I say this now because two weeks ago I was out in Quincy to see how stimulus funds of $6.8 million to build the Quincy Concourse are enabling the city's $1.3 billion downtown development.
Last week I visited Castle Square Apartments in Boston's South End which, thanks to a $4.4 million stimulus grant, is the site of the largest Deep Energy Retrofit ever undertaken in the country, slashing energy usage by a whopping 72 percent. For the residents at this affordable housing project, that means big cost savings.
This week, I am attending the opening of Lynn Economic Opportunity's Early Head Start Child Care Center, a building that was purchased with the help of a $3 million stimulus grant. The building will help the anti-poverty agency more effectively serve the needs of parents in this area.

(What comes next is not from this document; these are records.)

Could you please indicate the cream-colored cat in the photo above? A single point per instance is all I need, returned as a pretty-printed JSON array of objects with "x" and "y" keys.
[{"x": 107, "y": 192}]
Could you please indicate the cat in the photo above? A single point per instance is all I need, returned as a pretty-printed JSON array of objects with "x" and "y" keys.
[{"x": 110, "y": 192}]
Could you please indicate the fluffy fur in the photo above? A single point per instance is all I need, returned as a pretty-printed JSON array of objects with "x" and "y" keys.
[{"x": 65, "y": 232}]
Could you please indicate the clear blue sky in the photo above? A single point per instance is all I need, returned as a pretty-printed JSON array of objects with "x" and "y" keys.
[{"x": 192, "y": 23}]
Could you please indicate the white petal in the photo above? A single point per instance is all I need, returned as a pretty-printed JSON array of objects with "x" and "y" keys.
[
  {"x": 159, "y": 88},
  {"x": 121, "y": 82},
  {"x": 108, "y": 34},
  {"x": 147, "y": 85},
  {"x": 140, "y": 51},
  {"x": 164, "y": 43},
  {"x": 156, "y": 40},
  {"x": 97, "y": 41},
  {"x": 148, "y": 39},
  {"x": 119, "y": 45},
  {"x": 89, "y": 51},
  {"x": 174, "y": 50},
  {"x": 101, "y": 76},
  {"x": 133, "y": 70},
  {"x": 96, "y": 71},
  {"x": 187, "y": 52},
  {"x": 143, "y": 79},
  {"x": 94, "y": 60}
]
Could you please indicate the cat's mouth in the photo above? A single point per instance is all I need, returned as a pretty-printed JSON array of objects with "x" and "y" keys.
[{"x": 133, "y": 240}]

In the course of a few weeks, I'm seeing the best of what stimulus can do and this is just a small glimpse into the life of a program that has been doing this kind of thing for over two years. From roads to housing to child care, the stimulus program has been relentless in its impact on nearly every aspect of what we as a society need to function and flourish.
I'll be blogging often to take a look at how the program is leaving its mark on the state.